The single-center, open label, First-In-Human Phase 1 clinical trial is designed to evaluate the safety, tolerability, immunogenicity and preliminary efficacy of 8 mg of ITI-1001 in newly diagnosed GBM patients having unmethylated MGMT promoter mutations.

For more information on the Phase 1 trial of ITI-1001 in GBM, please visit www.clinicaltrials.gov, NCT05698199

About ITI-1001

ITI-1001 is an investigational plasmid DNA vaccine therapy that leverages Immunomic’s proprietary UNITE® platform to treat patients with newly diagnosed GBM. ITI-1001 is designed to target the pp65, IE-1 and gB viral antigens of Cytomegalovirus (CMV) which are expressed in GBM, but not in normal brain cells.

About UNITE®

ITI’s UNITE platform leverages the ability to engineer chimeric proteins, directing antigen presenting cells to present antigens to the immune system through a targeted pathway and driving a robust immune response. UNITE vaccines are distinct in that they combine two components: nucleic acid constructs that encode a specific antigen and an endogenous Lysosomal Associated Membrane Protein (LAMP-1) sequence. The UNITE platform harnesses LAMP-1 as a means of presenting the vaccine target to the immune system, resulting in antibody production, inflammatory cytokine release, and establishing critical immunological memory, something that other vaccine approaches commonly lack.
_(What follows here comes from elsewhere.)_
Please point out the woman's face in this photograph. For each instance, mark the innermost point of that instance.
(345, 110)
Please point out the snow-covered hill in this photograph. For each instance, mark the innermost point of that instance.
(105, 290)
This approach could put UNITE technology at the crossroads of immunotherapies in multiple indications, including cancer, human allergy, animal health, and infectious disease. Preclinical data is currently being developed to explore whether LAMP-1 nucleic acid constructs may amplify and activate the immune response in highly immunogenic tumor types and be used to create immune responses in tumor types that otherwise do not provoke an immune response.

About Immunomic Therapeutics, Inc.

Immunomic Therapeutics, Inc. (ITI) is a privately-held, clinical-stage biotechnology company pioneering the development of vaccines through its proprietary technology platform UNITE®, which is designed to utilize the body’s natural biochemistry to develop vaccines that generate broad immune responses. ITI is primarily focused on applying the UNITE platform to oncology indications, where it could potentially have broad applications, including development of antigen-derived antibodies as biologics in a number of cancers. The company has built a pipeline leveraging UNITE with programs in oncology, animal health, infectious disease, and allergy. ITI maintains its headquarters in Rockville, Maryland. For more information, please visit www.immunomix.com.

Forward-Looking Statements

This press release includes statements relating to the current progress of the ITI-1001 program for Glioblastoma Multiforme (GBM) and ITI’s technology platform and development efforts. These statements and other statements regarding our future plans and goals constitute “forward-looking statements” and are intended to qualify for the safe harbor from liability established by the Private Securities Litigation Reform Act of 1995. Such statements are subject to risks and uncertainties that are often difficult to predict, are beyond our control and which may cause results to differ materially from expectations, including, without limitation, whether we are able to capitalize on the ITI-1001 program, achieve positive results in our clinical trials to develop an immunotherapy that is successful in treating GBM, and be able to advance the utilization of our UNITE® platform. You are cautioned not to place undue reliance on these forward-looking statements, which are based on our expectations as of the date of this press release and speak only as of the origination date of this press release. We undertake no obligation to publicly update or revise any forward-looking statement, whether as a result of new information, future events or otherwise.